Hadopi torpillée par l'Europe?

Slate.fr, mis à jour le 08.05.2009 à 18 h 11

Pas si simple.

Mardi, le vote de l'amendement Bono au Parlement européen a laissé dans le flou défenseurs et contradicteurs de la loi française «Création et Internet» plus connu sous le nom de Hadopi, du nom de l'instance chargée de mettre en place la riposte gradée. Dans le flou parce que l'interprétation de l'amendement Bono au Parlement européen change tout et pourrait sonner le glas d'Hadopi.
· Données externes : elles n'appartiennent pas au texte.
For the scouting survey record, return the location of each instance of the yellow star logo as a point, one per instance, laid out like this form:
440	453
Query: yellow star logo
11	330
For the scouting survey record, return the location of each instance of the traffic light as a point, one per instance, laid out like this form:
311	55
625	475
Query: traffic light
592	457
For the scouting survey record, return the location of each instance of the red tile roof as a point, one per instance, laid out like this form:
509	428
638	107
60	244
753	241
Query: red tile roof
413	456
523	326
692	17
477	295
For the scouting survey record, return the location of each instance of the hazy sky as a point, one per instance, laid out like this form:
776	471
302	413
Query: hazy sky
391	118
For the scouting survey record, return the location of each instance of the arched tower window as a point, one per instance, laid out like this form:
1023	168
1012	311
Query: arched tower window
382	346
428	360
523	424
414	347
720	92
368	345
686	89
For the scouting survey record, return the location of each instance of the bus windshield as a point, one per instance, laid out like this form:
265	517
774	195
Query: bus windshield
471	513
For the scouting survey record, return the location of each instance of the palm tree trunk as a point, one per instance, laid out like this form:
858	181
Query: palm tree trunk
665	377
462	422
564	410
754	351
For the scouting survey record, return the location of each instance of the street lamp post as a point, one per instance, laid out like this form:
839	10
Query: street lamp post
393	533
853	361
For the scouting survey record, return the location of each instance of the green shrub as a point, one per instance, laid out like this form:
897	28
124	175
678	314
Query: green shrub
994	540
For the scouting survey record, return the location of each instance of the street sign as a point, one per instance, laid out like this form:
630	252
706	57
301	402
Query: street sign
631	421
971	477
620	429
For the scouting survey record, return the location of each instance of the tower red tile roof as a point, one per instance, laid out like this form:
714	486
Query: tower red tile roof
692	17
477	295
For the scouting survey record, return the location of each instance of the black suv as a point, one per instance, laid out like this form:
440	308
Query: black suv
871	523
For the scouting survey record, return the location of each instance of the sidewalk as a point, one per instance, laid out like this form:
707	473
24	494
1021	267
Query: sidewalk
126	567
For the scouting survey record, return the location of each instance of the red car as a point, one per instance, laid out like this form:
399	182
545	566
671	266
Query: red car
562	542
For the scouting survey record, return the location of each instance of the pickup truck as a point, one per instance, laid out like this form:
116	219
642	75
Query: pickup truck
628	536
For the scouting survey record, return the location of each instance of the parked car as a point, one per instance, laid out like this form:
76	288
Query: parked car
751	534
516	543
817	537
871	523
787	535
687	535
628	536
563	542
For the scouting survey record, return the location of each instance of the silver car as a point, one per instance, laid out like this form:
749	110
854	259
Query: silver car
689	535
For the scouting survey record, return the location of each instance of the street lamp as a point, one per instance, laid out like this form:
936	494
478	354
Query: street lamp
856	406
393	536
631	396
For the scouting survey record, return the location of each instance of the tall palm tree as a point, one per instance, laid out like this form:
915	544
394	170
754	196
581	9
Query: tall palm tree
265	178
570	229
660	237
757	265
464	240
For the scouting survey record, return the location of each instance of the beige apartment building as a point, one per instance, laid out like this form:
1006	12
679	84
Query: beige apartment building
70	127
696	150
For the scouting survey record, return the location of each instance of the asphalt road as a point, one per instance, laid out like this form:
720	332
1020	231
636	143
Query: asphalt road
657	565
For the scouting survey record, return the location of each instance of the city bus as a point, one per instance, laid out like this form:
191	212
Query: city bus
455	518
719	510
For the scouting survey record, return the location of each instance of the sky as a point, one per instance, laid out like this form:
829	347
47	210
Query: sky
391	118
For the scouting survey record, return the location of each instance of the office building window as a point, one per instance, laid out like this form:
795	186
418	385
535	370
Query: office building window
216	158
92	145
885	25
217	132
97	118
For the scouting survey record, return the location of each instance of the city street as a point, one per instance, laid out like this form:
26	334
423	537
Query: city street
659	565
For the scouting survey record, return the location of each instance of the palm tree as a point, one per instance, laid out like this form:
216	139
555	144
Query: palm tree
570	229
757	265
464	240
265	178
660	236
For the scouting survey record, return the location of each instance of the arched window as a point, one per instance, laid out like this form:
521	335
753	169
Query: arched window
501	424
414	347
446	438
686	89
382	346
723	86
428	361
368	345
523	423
Sur 20minutes.fr, Alice Antheaume décrypte les positions contraires (si l'accès à Internet est une liberté fondamentale, la suspension du Net, prévue par Hadopi, doit être déterminée par un tribunal doté d'un juge et non par une autorité administrative comme Hadopi par exemple) et se livre à une explication de l'agenda : «Imaginons que le projet de loi Hadopi soit adopté par le Parlement français la semaine prochaine. Que l'amendement Bono reste dans le paquet télécoms, lors de la troisième lecture au Parlement européen en septembre prochain. Dans ce cas, s'il y a conflit entre deux normes, c'est l'Europe qui l'emporte.» Car une directive européenne prime sur une loi française. Mais au nom du principe de subsidiarité, chaque Etat membre a le droit de prendre des mesures appropriées pour le piratage ou la sécurité nationale du pays, fait valoir l'UMP.

Dans Le Monde, Catherine Trautmann, député européenne (PS) et rapporteuse du paquet télécom au Parlement européen qui contient l'amendement Bono, explique qu'«il est vrai que l'adoption de l'amendement par le seul Parlement européen n'empêche pas les Etats-membres de légiférer. Il n'empêche qu'un message politique fort a été envoyé à la France. Il est quand même dommage que notre pays porte un projet qui monte artistes et internautes les uns contre les autres ! Et si la directive européenne est adoptée avec l'amendement, la France devra s'y conformer....» La France a «tout gâché», ajoute-t-elle.

En attendant, conclut 20minutes, «il est probable que les socialistes fassent un recours au Conseil Constitutionnel si le texte est adopté à l'Assemblée nationale» et selon un juriste cité par cet article, «Il y a de grandes chances qu'une partie du texte soit torpillée».